Happy New Year to everyone. I don't know what you are wishing for this year, but if world peace seems ambitious, we can all work towards it in our own life. I have decided to keep a little book of anger, to chart how often, and why, I get angry. I am hoping that there won't be too much in there by the end of the year - but as the year began with some thug breaking into my Landrover, it was a bad start.
I was up in London for a few days in between Xmas and New Year, and as ever, I was astonished by how rude city dwellers are to each other. Maybe living in the country has made me soft and stupid, or maybe it really isn't necessary to ignore people who ask directions, or to refuse to say please and thank you, or to smile, or to make eye contact.

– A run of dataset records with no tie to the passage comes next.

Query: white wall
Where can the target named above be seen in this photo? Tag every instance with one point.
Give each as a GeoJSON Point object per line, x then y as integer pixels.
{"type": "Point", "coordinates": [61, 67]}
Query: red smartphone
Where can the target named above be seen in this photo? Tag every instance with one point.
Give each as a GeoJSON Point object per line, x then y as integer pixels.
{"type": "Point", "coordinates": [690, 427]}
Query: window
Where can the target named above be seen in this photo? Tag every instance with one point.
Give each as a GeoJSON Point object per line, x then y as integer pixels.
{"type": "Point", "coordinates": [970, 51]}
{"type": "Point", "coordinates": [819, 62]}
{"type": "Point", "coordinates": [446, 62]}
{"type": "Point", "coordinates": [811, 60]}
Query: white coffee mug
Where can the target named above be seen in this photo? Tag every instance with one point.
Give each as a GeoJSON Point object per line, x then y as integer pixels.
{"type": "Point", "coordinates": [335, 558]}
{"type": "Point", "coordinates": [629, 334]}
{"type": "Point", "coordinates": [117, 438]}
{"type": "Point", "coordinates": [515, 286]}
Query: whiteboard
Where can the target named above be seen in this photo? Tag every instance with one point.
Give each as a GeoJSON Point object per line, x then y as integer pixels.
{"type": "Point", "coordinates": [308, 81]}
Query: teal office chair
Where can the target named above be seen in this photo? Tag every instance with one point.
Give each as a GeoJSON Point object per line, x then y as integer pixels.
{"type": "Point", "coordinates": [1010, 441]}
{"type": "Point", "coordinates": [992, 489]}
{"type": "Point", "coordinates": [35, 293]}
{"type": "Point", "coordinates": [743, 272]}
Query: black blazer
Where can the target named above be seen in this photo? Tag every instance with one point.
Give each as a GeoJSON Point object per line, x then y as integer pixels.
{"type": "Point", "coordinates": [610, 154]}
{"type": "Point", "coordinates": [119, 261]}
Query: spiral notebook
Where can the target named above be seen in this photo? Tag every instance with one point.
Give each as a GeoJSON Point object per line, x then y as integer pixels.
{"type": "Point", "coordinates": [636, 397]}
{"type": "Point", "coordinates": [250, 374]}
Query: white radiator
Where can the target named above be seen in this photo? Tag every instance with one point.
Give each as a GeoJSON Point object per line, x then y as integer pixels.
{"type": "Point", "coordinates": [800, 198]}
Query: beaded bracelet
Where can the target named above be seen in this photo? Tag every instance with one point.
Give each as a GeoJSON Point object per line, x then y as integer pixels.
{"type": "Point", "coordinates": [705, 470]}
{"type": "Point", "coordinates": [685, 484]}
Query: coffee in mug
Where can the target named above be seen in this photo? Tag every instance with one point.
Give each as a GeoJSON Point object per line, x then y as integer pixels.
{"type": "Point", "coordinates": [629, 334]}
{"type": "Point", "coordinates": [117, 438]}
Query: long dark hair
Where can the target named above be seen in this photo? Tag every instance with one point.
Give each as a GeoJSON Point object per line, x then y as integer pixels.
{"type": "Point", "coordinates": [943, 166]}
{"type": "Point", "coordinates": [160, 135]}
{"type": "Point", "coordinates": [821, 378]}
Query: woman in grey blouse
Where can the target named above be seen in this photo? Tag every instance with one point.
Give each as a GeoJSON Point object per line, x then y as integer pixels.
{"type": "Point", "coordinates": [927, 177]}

Do we all hate each other, or what?
I asked a railway official where I could find the platform to the Stanstead Express. He didn't answer. I asked him again. He said 'It's on your ticket.'
I said, 'I haven't got a ticket yet.'
He said, 'Well go and buy one and then you'll know where the platform is.'
It was not an uplifting exchange.
Suddenly I saw the train. I said to the gatekeeper - 'It would be great if I could get this train - can I buy a ticket from the guard?'
'You can't board the train without a ticket.'
'I understand, but look - there's the guard getting on, and he can sell me one.'
'Didn't you hear what I said?'
'Of course I did - I thought you might make an ordinary human decision and let me catch this train.'
'Go and buy a ticket.'
Off I went, missed the train, and waited for 45minutes because the next one was delayed.
I do wonder why human beings prefer to act like senseless machines. If you are in a low-grade job, you claim power by refusing to act like a machine. Now probably I would make a lousy traffic warden or ticket collector because I would make up my own mind about every situation. It seems crazy to me to side with authority, big business, the State. Our humanness depends on us making decisions at every level, at every minute of the day.
But it's true - I hate the barriers at railway stations - of course I just want to jump on the train, so do we all, and the reason we can't is not because too many people dodge fares, but because the companies won't pay to put a guard on every train to check tickets, answer questions and keep the peace.
We need people, not barriers, and we need people who can remember that they are still people, even in uniform.
Meanwhile, the sky-marshal debate rages on, at least in Britain, where we do not want armed guards on our planes. This is guarding of a very different kind to a ticket collector on a train. If the USA insists that the all airlines carry sky marshals, then the USA is making a big decision about how Europeans should travel. Europe is not a gun culture. Nobody in Britain wants guns as a routine method of control. If terrorism imposes a climate of fear and repression, then terrorism has won the day.
If we are afraid to travel - then we had better not travel. The answer is not a gun.
I shall be travelling to Australia at the end of February for the Adelaide Festival. March Dates for other venues around Australia will be posted on the site next month, which will give anyone interested, a month to book up.
I am so relieved that LIGHTHOUSEKEEPING, my new book, is finished at last. It was finally delivered on December 14th, and I was working with the copy editor on the Boxing Day, the 26th. Adjustments and checks were made on January 5th, and now we print a special edition for Australia in February, with publication here in the UK in May.
I can't give any USA or foreign details yet, because my agent in New York hasn't begun to sell it.
Let's hope somebody buys it.
The trouble with books is that writing one is no guarantee that you can write another. You can write something, of course, but that is not the point. The thing has to be alive. LIGHTHOUSEKEEPING nearly killed me.
Thank you to everyone who sent cheering messages throughout the process.
Site housekeeping - the boring bit - sorry. Please do not send us any attachments. We have to bin the mail without opening it.
And lastly - go well into this new year. None of us knows how long we've got on the planet, and nothing is more precious than this day.